In the article COVID-19, the clinic looks at hybrids in human, eye care, and equality

While providers scrambled to roll out telemedicine when the pandemic broke out this spring, hospitals that were in full swing were also forced to massively speed up their plans. The results – Patients preferred virtual support in many cases and technical hurdles were overcome relatively quickly – mean that many systems are pursuing a future of hybrid care that incorporates telemedicine as a cornerstone.

The Cohen Veteran Network, a non-profit network of clinics providing mental health services to military and veteran families, plans to drastically change its physical spaces in the future, it is foreign affairs chief Paul said Tuesday. Woods at the US hospital virtual conference. Association.

That includes reducing the physical footprint of future clinics by about 50 percent, he said.

“The other really interesting thing is that it potentially opens up entirely new markets for us where we don’t necessarily need to be physically present,” he said.

Comments at the AHA conference reflected a clear consensus that telemedicine will not only stay here but continue to be at the heart of healthcare in the future. And the signs are that patients want more virtual options and in many cases they prefer them. Reluctantly, in the past, doctors have no choice but to adapt.

Deborah Hollenstein, vice president of strategic marketing at Vanderbilt University Medical Center, said her hospital is also rethinking the idea that patient care is based on personal interactions and realizes that she is nobody.

In the future, all patients will have simultaneous access to physical and virtual care. 

By the end of last year, approximately 18% of Cohen Veterans Network patients had attended at least one telemedicine session while nursing.

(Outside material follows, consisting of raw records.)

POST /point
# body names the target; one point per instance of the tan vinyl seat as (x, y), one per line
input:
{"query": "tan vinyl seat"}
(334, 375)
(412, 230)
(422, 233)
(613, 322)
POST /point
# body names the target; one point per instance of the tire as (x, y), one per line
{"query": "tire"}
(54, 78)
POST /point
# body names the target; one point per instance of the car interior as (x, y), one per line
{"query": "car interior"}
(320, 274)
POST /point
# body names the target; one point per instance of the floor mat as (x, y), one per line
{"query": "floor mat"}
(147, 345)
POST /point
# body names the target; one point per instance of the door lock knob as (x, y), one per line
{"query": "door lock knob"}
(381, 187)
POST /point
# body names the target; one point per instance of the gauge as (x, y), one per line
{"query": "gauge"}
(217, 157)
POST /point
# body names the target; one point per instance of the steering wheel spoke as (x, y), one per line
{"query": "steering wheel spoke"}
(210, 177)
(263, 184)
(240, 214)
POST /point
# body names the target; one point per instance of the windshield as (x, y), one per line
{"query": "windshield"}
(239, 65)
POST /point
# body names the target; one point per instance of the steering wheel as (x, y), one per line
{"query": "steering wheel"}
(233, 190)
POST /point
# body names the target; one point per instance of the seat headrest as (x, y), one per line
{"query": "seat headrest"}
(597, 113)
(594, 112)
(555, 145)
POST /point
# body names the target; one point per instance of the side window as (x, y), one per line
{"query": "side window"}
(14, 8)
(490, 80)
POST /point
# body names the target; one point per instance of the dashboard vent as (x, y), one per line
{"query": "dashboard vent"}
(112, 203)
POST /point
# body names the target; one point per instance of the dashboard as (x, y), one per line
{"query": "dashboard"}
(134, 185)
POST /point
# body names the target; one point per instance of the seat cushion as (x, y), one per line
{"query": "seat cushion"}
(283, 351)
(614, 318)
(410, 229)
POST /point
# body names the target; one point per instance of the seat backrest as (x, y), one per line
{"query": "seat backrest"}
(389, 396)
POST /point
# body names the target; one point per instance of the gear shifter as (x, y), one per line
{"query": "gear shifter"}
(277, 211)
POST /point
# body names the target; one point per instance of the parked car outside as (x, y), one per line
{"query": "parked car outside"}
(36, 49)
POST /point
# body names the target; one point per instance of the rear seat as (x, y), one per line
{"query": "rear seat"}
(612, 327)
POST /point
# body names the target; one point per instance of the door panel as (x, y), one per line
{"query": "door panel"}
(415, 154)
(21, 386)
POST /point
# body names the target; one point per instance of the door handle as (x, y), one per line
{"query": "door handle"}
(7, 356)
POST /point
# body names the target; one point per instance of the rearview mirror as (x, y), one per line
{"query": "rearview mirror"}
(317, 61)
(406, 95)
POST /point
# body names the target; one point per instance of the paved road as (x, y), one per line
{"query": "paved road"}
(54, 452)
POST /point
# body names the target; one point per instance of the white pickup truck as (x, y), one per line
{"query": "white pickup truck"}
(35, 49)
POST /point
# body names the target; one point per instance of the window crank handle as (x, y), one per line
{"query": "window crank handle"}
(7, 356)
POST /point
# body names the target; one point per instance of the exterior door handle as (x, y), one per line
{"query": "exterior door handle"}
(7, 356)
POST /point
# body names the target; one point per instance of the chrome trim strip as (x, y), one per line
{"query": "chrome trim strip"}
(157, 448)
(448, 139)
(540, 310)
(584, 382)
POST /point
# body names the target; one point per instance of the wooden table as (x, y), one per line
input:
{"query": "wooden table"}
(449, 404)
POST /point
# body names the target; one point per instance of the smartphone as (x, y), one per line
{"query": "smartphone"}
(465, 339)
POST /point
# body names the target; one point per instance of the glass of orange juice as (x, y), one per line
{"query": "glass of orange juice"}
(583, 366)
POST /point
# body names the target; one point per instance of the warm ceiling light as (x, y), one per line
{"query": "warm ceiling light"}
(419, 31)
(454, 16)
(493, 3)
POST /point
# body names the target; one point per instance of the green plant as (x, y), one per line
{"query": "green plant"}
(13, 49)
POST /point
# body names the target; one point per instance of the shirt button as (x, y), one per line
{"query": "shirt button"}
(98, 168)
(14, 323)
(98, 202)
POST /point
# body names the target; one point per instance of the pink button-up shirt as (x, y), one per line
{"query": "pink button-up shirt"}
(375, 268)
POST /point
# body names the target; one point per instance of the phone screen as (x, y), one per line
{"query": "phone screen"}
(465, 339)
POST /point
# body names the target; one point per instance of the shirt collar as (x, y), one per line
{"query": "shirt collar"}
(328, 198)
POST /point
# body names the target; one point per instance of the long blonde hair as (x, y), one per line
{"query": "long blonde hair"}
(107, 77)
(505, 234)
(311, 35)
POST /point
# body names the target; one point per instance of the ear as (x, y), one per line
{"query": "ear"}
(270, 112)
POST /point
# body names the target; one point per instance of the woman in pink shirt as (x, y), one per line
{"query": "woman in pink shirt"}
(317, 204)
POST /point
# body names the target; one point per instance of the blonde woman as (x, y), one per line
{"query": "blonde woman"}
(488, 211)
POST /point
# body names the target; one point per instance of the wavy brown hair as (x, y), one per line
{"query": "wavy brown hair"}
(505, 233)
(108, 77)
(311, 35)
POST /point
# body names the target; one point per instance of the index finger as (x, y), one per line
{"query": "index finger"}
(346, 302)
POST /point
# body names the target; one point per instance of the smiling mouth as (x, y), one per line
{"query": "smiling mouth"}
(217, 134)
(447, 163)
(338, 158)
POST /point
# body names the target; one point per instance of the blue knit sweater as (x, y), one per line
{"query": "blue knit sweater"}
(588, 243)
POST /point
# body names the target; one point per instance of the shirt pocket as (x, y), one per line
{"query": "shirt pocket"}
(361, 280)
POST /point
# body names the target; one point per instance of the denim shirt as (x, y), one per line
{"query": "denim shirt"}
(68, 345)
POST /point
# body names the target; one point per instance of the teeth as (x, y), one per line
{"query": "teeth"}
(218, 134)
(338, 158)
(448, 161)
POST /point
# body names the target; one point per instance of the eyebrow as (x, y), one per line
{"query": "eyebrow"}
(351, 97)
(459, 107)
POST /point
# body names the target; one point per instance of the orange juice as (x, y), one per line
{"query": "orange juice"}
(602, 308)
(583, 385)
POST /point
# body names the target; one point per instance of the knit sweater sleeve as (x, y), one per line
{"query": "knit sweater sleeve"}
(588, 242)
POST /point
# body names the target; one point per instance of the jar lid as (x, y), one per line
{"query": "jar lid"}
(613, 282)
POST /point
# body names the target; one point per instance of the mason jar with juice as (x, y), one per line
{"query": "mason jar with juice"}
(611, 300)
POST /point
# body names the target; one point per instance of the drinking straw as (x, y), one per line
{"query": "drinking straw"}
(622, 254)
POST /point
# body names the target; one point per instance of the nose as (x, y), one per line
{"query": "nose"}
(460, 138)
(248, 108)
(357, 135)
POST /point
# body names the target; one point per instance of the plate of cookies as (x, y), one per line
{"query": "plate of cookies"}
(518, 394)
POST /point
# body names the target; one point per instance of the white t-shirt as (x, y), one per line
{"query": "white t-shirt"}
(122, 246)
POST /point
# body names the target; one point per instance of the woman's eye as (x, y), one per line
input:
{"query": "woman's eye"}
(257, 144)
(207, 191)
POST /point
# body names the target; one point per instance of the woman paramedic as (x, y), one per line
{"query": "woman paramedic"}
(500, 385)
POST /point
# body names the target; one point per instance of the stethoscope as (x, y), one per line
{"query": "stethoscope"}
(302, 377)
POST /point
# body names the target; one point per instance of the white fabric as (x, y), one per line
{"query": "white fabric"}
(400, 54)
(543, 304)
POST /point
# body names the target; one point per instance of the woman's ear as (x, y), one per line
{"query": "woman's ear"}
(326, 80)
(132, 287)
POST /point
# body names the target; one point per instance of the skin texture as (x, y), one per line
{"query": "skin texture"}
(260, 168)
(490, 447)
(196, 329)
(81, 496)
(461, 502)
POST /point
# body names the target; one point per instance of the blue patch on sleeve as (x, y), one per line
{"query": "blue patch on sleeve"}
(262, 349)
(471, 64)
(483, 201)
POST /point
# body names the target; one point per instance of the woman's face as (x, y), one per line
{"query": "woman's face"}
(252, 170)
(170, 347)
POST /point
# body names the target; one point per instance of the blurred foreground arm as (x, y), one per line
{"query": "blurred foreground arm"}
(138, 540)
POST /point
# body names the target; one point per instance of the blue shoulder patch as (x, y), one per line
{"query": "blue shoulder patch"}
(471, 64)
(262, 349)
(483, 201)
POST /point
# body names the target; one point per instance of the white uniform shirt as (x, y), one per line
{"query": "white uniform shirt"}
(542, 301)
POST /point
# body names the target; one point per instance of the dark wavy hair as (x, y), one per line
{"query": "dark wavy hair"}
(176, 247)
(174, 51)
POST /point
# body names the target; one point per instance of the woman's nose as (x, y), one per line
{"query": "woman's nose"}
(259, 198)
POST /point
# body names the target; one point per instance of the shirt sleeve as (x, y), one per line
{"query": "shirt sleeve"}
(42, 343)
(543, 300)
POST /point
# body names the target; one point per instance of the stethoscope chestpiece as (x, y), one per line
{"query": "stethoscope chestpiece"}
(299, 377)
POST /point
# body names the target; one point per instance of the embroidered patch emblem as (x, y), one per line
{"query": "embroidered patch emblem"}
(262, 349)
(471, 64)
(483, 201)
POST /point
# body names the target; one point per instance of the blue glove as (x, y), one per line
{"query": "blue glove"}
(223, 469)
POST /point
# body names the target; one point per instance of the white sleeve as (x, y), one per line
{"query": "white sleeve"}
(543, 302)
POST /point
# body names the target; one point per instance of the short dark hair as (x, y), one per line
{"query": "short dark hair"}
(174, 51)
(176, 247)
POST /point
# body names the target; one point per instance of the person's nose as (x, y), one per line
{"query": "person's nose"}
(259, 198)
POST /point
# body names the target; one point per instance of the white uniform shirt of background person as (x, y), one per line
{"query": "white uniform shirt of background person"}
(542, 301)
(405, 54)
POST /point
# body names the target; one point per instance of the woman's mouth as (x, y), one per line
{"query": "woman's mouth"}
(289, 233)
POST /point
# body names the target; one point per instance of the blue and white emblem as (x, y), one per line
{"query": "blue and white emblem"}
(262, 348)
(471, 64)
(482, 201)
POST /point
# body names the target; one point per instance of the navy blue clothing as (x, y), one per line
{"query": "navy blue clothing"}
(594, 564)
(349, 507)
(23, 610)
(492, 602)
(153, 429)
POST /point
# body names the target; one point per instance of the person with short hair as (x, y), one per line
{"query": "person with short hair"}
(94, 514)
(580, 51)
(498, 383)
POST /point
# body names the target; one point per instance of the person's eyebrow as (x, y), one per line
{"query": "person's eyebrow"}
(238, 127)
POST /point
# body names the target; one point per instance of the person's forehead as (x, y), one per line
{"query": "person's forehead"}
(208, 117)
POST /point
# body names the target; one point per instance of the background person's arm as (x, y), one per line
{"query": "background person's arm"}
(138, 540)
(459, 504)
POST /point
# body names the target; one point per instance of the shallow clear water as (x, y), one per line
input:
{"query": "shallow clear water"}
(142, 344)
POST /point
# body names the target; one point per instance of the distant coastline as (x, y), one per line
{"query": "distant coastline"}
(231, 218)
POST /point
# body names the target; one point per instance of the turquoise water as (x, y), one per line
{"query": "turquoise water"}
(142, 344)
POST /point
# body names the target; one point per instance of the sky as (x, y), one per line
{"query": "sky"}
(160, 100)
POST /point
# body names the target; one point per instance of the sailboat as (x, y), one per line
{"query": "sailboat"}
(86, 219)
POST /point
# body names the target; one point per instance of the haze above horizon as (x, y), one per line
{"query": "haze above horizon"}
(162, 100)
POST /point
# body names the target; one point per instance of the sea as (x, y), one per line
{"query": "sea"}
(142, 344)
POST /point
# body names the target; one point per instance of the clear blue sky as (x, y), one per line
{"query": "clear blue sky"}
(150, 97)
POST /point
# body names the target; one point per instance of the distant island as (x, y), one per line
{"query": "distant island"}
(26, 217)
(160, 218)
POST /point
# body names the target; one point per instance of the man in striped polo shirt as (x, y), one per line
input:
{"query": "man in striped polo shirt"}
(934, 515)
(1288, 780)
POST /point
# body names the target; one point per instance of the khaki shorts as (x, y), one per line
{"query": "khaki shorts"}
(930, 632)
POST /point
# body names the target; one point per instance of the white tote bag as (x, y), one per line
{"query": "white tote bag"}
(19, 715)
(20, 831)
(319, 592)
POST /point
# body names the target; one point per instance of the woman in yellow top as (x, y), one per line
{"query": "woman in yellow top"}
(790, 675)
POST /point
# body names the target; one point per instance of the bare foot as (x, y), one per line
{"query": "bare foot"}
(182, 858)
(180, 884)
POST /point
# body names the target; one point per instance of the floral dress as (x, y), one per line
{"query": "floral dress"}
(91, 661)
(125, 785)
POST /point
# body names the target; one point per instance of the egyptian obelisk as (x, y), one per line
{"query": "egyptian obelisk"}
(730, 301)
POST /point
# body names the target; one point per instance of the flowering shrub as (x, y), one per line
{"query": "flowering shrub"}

The system’s target for 2020 was 30%, but after the COVID-19 outbreak, it was 98%.

Woods predicts that once a vaccine is widely available, CVN will take effect for about 40 percent of patients using virtual services as part of their care.

While access to telemedicine is always an issue and some patients always prefer personal assistance, most providers indicated that patients highly value their experience with telemedicine.

Nikki Moll, senior vice president of marketing and communications for Baylor Scott and White Health, said patient satisfaction has increased with the rise of telemedicine.

“People don’t come back,” she said. “I have used our virtual experience and I know that I will not return as a patient.”

The health care system also needs many new patients who are wondering, showing opportunities to increase voice and reach. He took every patient to the hospital and the hospital a year ago, asking them for an online diagnostic tool that could inform people of the best visits if necessary. It was distributed to more than 3 million people, some of whom described it

Of those who tried the COVID-19 support desk, 400,000 were new to Baylor Scott & White.

Future marketing will emphasize these advertising options, at least through other traditional channels like social media and advertising, Moll said.

The introduction of COVID-19, especially in the first weeks and months after the onset of the disease in the United States, has made the medical system more difficult to accept telemedicine: infidels.

They supported it for a while. They want to have that face-to-face relationship, which is natural, “Hollenstein said.” But they welcomed it at the beginning of the tragedy in March. “

Woods said CVN has a similar experience. “Obviously we got a lot of this from a fast pace,” he said.

Obviously, there is still a problem in using telemedicine in large numbers. Woods said social inequality is an asset. It remains to be seen how CMS and private service providers will decide to pay for telemedicine services as soon as public health emergencies pass.

Privacy also applies, especially when families are together. “We actually had a few clients who said they should have their own telemedicine party in the room because that’s the only place they can be alone,” Woods said.

In the next column, Scott Rissmiller, Atrium Health’s chief medical officer, explains how the system made his hospital open three weeks before its start in April. Plans are already in place, but the disease is contagious, as it has happened with many things, including this idea.

The drug regimen is designed for 15,000 patients, 13,000 who are “eligible” and only 3% will require advanced care, Rissmiller said.

Atrium thinks the hospital has doubled. One is for additional support research and services such as telephone screening and nursing. Others involve intensive care, such as monitoring important signals on home visits by health care providers.

Rissmiller said he and his colleagues have learned that they can move “faster” than they thought before the disease broke out.

“Silos was completely destroyed,” he said. “People are just focused on trying to take care of the patient, as they should.”